Sixth, there was a signature for many different problems seen in the various trials and initial rollout for these vaccines, problems that are concurrent with commonly documented vaccine injuries. Injuries that did occur in the various trials/rollout have included, but are not limited to, anaphylaxis, Bell’s palsy, transverse myelitis, multi-system inflammatory syndrome, encephalomyelitis, idiopathic thrombocytopenia purpura, and death.
Seventh, and perhaps most importantly, the movement toward potential vaccine mandates or other coercive policies violates humanity’s most universally accepted principles of human rights and medical ethics, especially for medical intervention with so many known and unknown safety/efficacy concerns. The absolute bedrock of medical ethics is the right to informed consent, as individuals must be made fully aware of all the potential benefits and risks associated with medical intervention, while still maintaining the right to decline that intervention should they so choose.

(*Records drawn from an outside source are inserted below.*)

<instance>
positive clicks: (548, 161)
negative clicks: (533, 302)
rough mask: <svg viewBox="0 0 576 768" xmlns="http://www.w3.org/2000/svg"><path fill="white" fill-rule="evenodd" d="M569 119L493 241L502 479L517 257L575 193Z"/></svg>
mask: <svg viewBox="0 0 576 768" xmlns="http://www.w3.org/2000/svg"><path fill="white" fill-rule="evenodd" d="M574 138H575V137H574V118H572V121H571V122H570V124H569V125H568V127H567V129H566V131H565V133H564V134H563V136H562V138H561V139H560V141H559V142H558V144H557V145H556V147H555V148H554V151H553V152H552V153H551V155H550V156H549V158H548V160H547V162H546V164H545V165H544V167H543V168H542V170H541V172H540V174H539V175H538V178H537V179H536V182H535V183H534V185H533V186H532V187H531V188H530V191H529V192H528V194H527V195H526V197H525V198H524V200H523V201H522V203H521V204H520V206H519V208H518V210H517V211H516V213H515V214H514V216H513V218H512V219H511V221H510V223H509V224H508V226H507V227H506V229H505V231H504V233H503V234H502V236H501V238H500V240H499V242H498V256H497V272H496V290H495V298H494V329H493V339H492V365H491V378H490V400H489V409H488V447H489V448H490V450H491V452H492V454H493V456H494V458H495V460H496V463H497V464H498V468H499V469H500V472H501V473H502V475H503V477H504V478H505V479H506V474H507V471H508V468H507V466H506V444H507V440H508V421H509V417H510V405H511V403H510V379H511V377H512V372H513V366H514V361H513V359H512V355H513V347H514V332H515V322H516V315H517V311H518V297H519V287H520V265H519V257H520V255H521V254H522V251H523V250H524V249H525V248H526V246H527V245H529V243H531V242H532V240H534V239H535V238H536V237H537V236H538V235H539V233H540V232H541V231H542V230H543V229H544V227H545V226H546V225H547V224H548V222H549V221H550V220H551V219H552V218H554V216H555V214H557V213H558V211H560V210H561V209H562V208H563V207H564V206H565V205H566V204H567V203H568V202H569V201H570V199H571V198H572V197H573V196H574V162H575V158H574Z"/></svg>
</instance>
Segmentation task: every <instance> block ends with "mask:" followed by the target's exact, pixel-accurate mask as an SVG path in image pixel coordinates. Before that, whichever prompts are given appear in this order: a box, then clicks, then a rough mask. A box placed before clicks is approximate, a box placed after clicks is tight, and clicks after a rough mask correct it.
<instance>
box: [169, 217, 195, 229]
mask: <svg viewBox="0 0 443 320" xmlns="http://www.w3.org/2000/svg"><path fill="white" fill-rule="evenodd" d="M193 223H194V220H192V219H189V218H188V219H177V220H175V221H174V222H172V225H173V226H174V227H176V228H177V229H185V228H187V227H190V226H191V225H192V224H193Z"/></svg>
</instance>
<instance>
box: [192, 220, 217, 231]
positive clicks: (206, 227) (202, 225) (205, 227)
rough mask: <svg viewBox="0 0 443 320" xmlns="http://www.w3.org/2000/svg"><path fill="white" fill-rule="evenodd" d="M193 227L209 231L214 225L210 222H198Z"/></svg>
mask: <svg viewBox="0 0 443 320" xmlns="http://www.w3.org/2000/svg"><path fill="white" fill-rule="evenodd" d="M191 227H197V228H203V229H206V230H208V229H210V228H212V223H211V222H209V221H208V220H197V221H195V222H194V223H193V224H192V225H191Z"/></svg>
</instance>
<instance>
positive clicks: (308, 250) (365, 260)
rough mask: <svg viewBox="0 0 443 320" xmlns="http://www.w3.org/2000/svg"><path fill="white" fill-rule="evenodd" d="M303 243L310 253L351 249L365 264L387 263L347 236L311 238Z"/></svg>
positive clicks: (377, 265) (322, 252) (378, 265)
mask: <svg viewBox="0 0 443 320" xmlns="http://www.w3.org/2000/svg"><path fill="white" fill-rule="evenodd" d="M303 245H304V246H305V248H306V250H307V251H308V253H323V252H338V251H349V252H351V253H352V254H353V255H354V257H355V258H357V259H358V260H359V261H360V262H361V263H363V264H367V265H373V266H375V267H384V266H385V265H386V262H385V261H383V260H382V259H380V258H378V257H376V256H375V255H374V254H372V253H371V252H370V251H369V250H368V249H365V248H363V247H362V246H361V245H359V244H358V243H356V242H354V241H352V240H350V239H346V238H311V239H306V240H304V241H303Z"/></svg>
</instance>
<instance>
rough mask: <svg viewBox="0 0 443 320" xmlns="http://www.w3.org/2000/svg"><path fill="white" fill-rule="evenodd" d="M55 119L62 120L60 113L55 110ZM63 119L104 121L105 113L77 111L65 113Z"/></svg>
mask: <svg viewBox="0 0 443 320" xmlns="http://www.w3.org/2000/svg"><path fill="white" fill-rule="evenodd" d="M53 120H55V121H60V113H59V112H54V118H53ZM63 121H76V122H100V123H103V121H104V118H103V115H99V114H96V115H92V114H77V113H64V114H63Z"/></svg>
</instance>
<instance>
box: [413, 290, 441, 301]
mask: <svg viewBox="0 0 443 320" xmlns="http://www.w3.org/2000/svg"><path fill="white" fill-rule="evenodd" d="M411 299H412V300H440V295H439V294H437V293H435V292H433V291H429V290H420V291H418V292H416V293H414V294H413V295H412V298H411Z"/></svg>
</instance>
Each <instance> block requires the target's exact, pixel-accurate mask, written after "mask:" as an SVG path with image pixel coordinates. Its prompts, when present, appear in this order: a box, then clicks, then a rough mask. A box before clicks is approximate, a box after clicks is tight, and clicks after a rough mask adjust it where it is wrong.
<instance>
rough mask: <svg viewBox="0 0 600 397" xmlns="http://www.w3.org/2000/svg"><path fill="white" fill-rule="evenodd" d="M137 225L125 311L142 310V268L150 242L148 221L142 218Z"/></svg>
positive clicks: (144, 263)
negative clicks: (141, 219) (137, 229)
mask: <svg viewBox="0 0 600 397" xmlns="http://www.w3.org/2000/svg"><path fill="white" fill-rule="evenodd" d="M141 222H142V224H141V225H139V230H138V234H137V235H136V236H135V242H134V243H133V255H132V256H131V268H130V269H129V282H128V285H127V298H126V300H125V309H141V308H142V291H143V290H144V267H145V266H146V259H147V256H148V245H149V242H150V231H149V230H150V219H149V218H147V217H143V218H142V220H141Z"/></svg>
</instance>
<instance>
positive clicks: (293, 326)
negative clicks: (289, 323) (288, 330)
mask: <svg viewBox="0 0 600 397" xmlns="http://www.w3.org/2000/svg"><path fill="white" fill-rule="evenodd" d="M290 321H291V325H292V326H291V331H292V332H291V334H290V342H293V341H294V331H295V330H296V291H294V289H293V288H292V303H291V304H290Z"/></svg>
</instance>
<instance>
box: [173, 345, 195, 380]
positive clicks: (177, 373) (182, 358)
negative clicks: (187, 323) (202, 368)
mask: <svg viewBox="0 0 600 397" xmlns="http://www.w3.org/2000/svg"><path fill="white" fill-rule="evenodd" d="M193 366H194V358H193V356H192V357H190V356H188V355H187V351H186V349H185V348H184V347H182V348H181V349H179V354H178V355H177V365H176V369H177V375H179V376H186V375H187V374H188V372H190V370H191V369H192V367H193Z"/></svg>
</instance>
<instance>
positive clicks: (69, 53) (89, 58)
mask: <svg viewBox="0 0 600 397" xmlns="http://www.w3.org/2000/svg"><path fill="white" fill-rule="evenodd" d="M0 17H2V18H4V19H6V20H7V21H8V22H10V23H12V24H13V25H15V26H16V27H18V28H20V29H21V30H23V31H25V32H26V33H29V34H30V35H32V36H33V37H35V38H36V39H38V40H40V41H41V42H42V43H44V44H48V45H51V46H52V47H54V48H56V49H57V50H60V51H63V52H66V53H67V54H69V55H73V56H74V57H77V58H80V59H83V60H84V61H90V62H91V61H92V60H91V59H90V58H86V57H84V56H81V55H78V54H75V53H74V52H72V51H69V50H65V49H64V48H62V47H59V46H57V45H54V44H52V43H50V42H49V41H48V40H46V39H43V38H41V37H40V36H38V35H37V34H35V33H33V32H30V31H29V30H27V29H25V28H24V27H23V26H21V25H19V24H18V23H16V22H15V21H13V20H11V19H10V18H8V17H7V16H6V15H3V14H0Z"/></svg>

Mandates or coercive measures fundamentally violate historical safeguards humanity has put in place to protect us from the ever-present threat of medical tyranny, including the Nuremberg Code, the United Nations’ International Covenant on Civil and Political Rights, and UNESCO’s Universal Declaration on Bioethics and Human Rights. Such would also be in violation of the Hippocratic Oath, for not only do oath keepers pledge first to do no harm, but also to treat the needs of the patient. This implies that a doctor’s duty primarily pertains to the needs of the individual before the needs of the collective, a vital distinction made by Hippocrates and understood for nearly 2 millennia. Privileging the needs of the collective is a “fallacy of misplaced concreteness”. While the individual need is directly apprehensible and consensual, the collective need is an abstract, subjective concept not easily defined. And yet who usually gets to define this concept? Such is most often defined by those in power with the most means to influence institutional narratives, turning medical professionals who treat the needs of the collective according to this definition into mere extensions of that power at the expense of individual informed consent.
* Regarding the reporting on the reduction of relative risk instead of absolute risk, in the phase 3 trial of the Pfizer vaccine, for example, 22,000 people were vaccinated and 22,000 were given a placebo, for a total of 44,000 trial participants. Of those 44,000, just 170 were diagnosed (via suspect application of RT-PCR tests) as having covid-19 post-vaccination. Of those 170, it was reported that 8 received the vaccine and 162 received the placebo. From this ratio, it was inferred that the vaccine would prevent 154 out of 162 from getting the disease for the efficacy of greater than 90%. But even as the British Medical Journal explained, “A relative risk reduction is being reported, not absolute risk reduction, which appears to be less than 1%.” The supposed sterling efficacy touted by both Pfizer and Moderna is great for instilling confidence in their product, yet they were based on figures derived from only a small fraction of trial participants (just 0.38% of total participants in the Pfizer trial, and the same misleading statistical reporting seen in the Moderna trial as well).
** Labeling the mRNA technology employed by Pfizer and Moderna as a “vaccine” stretches the term’s definition beyond reasonable limits. While it is true that such an intervention technically fulfills the purpose of vaccination by encouraging acquired immunity against infectious disease, it does not contain any attenuated biologics typical of traditional vaccination; it may be more accurate, therefore, to label such as a “synthetic pathogen delivery device” constituting a form of “gene therapy”.